What’s different about Cummins Power Generation, Fetting says, is that the company can supply all of the needed equipment and backs it up with aftermarket service.
“We have components, engines, alternators, air handling, air delivery and turbochargers, and at the next level, we have all the applications and engineers who can customize to build the applicable system. From the solutions side, it is how you pull it all together. Then a big piece is aftermarket. Nobody can really compete with Cummins. Rental companies are often surprised when they ask, ‘What do I do if this happens?’ because the answer is to call Cummins and we come out, fix it and under warranty there’s no bill,” Fetting says.
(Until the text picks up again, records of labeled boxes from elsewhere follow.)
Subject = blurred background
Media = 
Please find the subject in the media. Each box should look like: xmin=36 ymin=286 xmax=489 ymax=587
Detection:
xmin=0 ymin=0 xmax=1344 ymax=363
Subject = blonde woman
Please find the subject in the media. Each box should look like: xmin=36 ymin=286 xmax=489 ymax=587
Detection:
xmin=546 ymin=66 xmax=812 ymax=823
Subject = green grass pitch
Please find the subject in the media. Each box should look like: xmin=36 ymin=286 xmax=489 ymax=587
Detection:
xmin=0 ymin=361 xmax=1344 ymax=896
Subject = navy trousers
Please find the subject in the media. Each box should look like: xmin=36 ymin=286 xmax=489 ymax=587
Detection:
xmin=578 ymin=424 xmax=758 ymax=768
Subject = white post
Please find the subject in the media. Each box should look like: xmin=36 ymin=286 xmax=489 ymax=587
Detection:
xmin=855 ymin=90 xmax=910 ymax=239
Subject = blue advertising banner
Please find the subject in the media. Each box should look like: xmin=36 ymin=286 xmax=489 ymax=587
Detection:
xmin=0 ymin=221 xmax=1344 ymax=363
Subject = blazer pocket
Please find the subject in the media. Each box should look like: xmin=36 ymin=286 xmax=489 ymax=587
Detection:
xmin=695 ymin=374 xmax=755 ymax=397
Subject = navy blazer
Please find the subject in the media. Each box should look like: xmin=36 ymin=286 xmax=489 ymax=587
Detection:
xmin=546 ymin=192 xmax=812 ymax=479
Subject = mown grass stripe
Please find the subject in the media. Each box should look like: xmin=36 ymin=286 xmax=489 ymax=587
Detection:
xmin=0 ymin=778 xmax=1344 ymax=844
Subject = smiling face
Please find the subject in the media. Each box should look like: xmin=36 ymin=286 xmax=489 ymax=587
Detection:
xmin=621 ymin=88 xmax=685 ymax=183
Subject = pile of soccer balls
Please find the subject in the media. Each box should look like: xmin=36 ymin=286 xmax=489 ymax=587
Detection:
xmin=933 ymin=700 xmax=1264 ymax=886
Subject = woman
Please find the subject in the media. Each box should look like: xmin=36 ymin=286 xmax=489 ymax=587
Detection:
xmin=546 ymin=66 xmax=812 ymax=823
The company also has invested in research and development to build equipment “configured for the rental power market.”
What that means, Fetting says, is building a “more robust machine that can endure bouncing down the road. It’s different from a generator that is stationary or used only for standby power. We build our mobile product on a separate assembly line because it has additional requirements from those of a standby generator. For the rental market, you also have to have selector switches, and you have to secure all load cable and wiring harnesses.”
Another key feature, he says, is making the mobile products quieter. To do this, Cummins invested in its own Acoustical Testing Center, which opened in 2011 adjacent to its main production facility in Minneapolis. The building, larger than many sports arenas, has two separate testing rooms and is considered to be the largest engine testing facility of its kind in the world, able to test generators up to
3.3 MW using any type of fuel.
“In rental, you don’t know where the product will go, so you have to make it quiet. We have made the investments and we have done a lot more testing on sound levels to make our products smaller and quieter. For example, our insulation today is twice as effective and half as thick as what we used to use, but you never know if you can do that until you have a place like we have to really work on it,” Fetting says.
Leveraging staff members
While rental is one of the fastest growing segments within Cummins Power Generation, having tripled sales each year for the last two years, it is made up of a small group of Cummins executives.
Larry Fetting, general manager, Americas rental segment sales, has been with the company for 23 years. He switched to the rental segment when it was launched in 1999.
Scott Strudwick, business director, global rental segment, has been with Cummins for 22 years, starting in the U.K. in engineering before moving to the United States 16 years ago and eventually joining the rental segment.
“We leverage the sales channel, manufacturing facilities and everything else. All our business lines leverage the same people,” Strudwick says.